Estrogen receptor (ER) is a crucial molecule symbol of breast cancer. Molecular interactions between ER complexes and DNA regulate the expression of genes responsible for cancer cell phenotypes. However, the positions and mechanisms of the ER binding with downstream gene targets are far from being fully understood. ChIP-Seq is an important assay for the genome-wide study of protein-DNA interactions. In this paper, we explored the genome-wide chromatin localization of ER-DNA binding regions by analyzing ChIP-Seq data from MCF-7 breast cancer cell line. By integrating three peak detection algorithms and two datasets, we localized 933 ER binding sites, 92% among which were located far away from promoters, suggesting long-range control by ER. Moreover, 489 genes in the vicinity of ER binding sites were identified as estrogen response elements by comparison with expression data. In addition, 836 single nucleotide polymorphisms (SNPs) in or near 157 ER-regulated genes were found in the vicinity of ER binding sites.
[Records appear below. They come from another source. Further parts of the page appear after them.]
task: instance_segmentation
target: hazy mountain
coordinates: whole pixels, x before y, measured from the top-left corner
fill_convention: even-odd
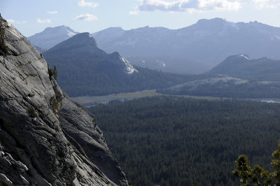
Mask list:
[[[280,28],[258,22],[214,18],[179,29],[111,27],[92,34],[107,52],[118,51],[132,59],[132,64],[172,72],[206,71],[227,57],[240,53],[253,58],[280,59]],[[165,67],[157,66],[157,60],[163,61]]]
[[[280,60],[267,57],[250,59],[245,55],[232,55],[215,66],[209,73],[252,80],[279,81]]]
[[[43,54],[58,71],[57,82],[70,96],[101,95],[181,83],[187,76],[134,68],[118,52],[99,49],[89,33],[76,34]]]
[[[122,185],[95,117],[0,15],[0,185]]]
[[[63,25],[48,27],[43,31],[29,37],[28,40],[32,45],[46,50],[77,34],[78,32]]]

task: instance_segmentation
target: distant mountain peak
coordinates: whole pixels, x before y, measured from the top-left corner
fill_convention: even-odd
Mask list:
[[[244,57],[244,58],[245,58],[245,59],[247,59],[247,60],[251,60],[251,59],[248,57],[248,55],[239,55],[239,57]]]
[[[113,52],[108,55],[104,59],[113,62],[114,63],[118,63],[118,64],[124,66],[124,71],[127,74],[132,74],[134,73],[138,72],[138,71],[133,66],[133,65],[130,63],[119,52]]]
[[[199,20],[197,22],[197,24],[204,24],[204,23],[225,23],[227,22],[227,21],[225,20],[225,19],[223,19],[223,18],[219,18],[219,17],[215,17],[213,19],[201,19]]]
[[[68,50],[80,48],[83,50],[91,50],[97,48],[94,38],[88,32],[76,34],[71,38],[56,45],[49,50]]]
[[[62,25],[55,27],[47,27],[43,31],[28,38],[34,45],[43,50],[48,50],[55,45],[78,34],[70,27]]]

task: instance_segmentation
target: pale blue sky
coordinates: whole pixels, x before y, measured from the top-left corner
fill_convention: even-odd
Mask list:
[[[280,27],[280,0],[0,0],[0,13],[26,36],[59,25],[90,33],[110,27],[178,29],[214,17]]]

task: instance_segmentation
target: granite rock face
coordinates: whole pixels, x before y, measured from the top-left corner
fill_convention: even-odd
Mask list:
[[[127,185],[94,118],[0,16],[0,185]]]

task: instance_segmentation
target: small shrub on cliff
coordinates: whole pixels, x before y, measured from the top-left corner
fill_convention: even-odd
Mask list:
[[[53,77],[55,80],[57,79],[57,69],[55,65],[53,66],[53,69],[50,69],[48,65],[48,72],[50,76],[50,80],[51,80],[52,77]]]
[[[27,110],[28,115],[31,117],[37,117],[35,109],[33,107],[29,107]]]

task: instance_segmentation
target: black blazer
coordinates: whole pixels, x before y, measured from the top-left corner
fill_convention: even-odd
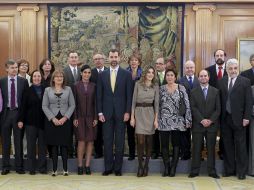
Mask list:
[[[194,76],[193,87],[192,88],[191,88],[191,86],[189,84],[189,81],[186,78],[186,76],[181,77],[180,80],[178,81],[178,83],[185,87],[188,96],[190,96],[191,89],[194,89],[194,88],[199,86],[199,81],[198,81],[198,78],[196,76]]]
[[[42,98],[45,88],[43,85],[41,87],[41,97],[36,94],[33,85],[25,90],[19,121],[22,121],[25,125],[32,125],[34,127],[43,129],[45,115],[42,111]]]
[[[104,67],[103,71],[105,71],[107,69],[108,69],[107,67]],[[92,72],[92,75],[90,77],[90,81],[96,84],[97,80],[98,80],[98,74],[99,74],[97,71],[97,68],[93,68],[91,72]]]
[[[77,73],[78,73],[77,81],[79,81],[81,79],[80,68],[79,67],[77,67]],[[66,81],[66,86],[69,86],[73,89],[73,86],[75,84],[75,79],[74,79],[74,76],[72,74],[72,71],[71,71],[71,68],[70,68],[69,65],[67,65],[64,68],[64,78],[65,78],[65,81]]]
[[[209,84],[215,88],[217,88],[217,83],[218,83],[218,77],[217,77],[217,72],[216,72],[216,64],[211,65],[210,67],[207,67],[206,70],[210,73],[210,79],[209,79]],[[227,76],[227,71],[226,69],[224,70],[223,77]]]
[[[208,87],[206,99],[201,86],[191,90],[190,104],[192,111],[192,131],[193,132],[216,132],[219,126],[219,116],[221,112],[219,90]],[[210,127],[205,128],[200,122],[203,119],[210,119],[213,123]]]
[[[102,72],[97,82],[97,112],[103,113],[106,119],[110,119],[115,114],[122,120],[124,113],[131,112],[131,83],[131,73],[119,67],[113,93],[110,84],[110,69]]]
[[[221,95],[222,123],[226,119],[226,102],[228,98],[228,76],[218,82],[218,89]],[[250,80],[237,76],[235,84],[230,94],[232,119],[234,125],[242,127],[243,119],[251,119],[252,113],[252,94]],[[223,125],[222,125],[223,126]]]
[[[6,117],[6,111],[8,106],[8,77],[4,77],[0,80],[0,86],[2,89],[2,96],[3,96],[3,111],[1,113],[1,122],[4,122]],[[17,76],[17,101],[18,101],[18,112],[20,114],[20,108],[22,107],[22,98],[25,89],[27,89],[28,82],[26,79]],[[18,119],[18,118],[17,118]]]
[[[243,77],[248,78],[248,79],[250,80],[251,86],[254,85],[254,72],[253,72],[252,69],[248,69],[248,70],[246,70],[246,71],[243,71],[243,72],[241,73],[241,75],[242,75]]]

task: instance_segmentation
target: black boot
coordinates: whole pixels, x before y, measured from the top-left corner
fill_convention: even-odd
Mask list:
[[[178,160],[179,160],[179,147],[177,146],[173,147],[173,158],[171,161],[169,177],[175,177]]]

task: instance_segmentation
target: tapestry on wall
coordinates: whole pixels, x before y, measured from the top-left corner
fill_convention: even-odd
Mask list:
[[[69,50],[91,64],[94,53],[107,56],[118,48],[123,67],[139,53],[142,66],[164,56],[180,68],[183,5],[50,5],[48,10],[49,55],[55,64],[66,65]]]

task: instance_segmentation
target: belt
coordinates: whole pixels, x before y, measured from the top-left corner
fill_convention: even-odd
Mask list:
[[[136,107],[153,107],[153,103],[136,103]]]

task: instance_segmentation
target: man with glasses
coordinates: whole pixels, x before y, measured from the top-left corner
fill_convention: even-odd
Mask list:
[[[96,53],[93,56],[93,63],[95,68],[92,69],[90,81],[97,83],[98,75],[108,68],[104,66],[105,57],[102,53]],[[97,138],[94,141],[94,158],[101,158],[103,156],[103,138],[102,138],[102,122],[98,121],[97,124]]]

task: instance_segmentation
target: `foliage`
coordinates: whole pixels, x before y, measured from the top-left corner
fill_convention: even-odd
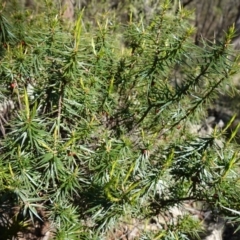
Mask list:
[[[237,130],[191,131],[237,72],[234,29],[196,46],[191,13],[167,0],[149,24],[106,14],[88,29],[81,12],[69,31],[57,13],[1,11],[1,95],[15,103],[1,116],[1,205],[51,221],[56,239],[103,239],[188,200],[239,208]],[[197,234],[190,218],[152,234],[188,239],[186,222]]]

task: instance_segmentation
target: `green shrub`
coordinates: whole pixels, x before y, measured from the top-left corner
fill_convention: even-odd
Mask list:
[[[89,30],[81,12],[70,31],[51,7],[9,19],[2,10],[1,99],[15,109],[0,120],[0,201],[17,206],[19,220],[6,236],[32,219],[51,222],[56,239],[104,239],[123,219],[150,219],[187,200],[220,213],[239,208],[236,132],[224,140],[228,126],[204,137],[191,131],[232,89],[234,29],[198,47],[190,13],[170,5],[149,24],[107,14]],[[179,221],[142,237],[200,230]]]

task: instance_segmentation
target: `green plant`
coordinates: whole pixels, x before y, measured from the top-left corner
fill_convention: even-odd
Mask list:
[[[51,6],[34,21],[1,12],[1,85],[11,86],[1,94],[16,105],[1,142],[2,204],[48,219],[56,239],[104,238],[121,219],[188,200],[239,207],[237,130],[226,141],[229,126],[190,131],[231,86],[234,29],[196,46],[191,13],[170,6],[148,25],[106,15],[89,31],[81,12],[70,32]],[[156,239],[188,239],[186,221],[200,230],[183,218]]]

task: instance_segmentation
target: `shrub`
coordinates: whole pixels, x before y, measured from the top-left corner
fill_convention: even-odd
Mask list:
[[[1,98],[10,103],[0,121],[0,201],[17,207],[7,237],[29,219],[51,223],[56,239],[103,239],[124,219],[189,200],[219,213],[239,208],[237,129],[226,140],[230,124],[204,137],[191,131],[219,92],[234,90],[234,29],[221,44],[196,46],[190,13],[170,5],[148,25],[106,14],[86,29],[81,12],[70,31],[51,6],[11,19],[2,10]],[[183,218],[141,234],[191,231],[199,222]]]

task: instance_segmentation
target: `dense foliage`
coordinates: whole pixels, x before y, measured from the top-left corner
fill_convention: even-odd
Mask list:
[[[237,129],[226,140],[231,123],[192,131],[219,92],[234,91],[234,29],[199,47],[191,13],[175,10],[166,0],[148,24],[110,12],[96,26],[81,12],[71,26],[51,4],[9,18],[2,9],[2,216],[15,207],[5,239],[29,219],[50,222],[55,239],[104,239],[188,200],[226,216],[239,208]],[[180,218],[141,238],[188,239],[199,226]]]

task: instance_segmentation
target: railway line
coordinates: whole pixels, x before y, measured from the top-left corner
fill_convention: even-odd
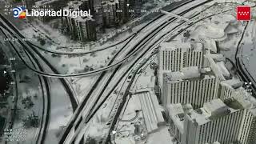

Furthermore, we annotated the function of the nearest-neighbor genes of these binding sites using Gene Ontology (GO), KEGG, and GeneGo pathway databases. The results revealed novel ER-regulated genes pathways for further experimental validation. ER was found to affect every developed stage of breast cancer by regulating genes related to the development, progression, and metastasis. This study provides a deeper understanding of the regulatory mechanisms of ER and its associated genes.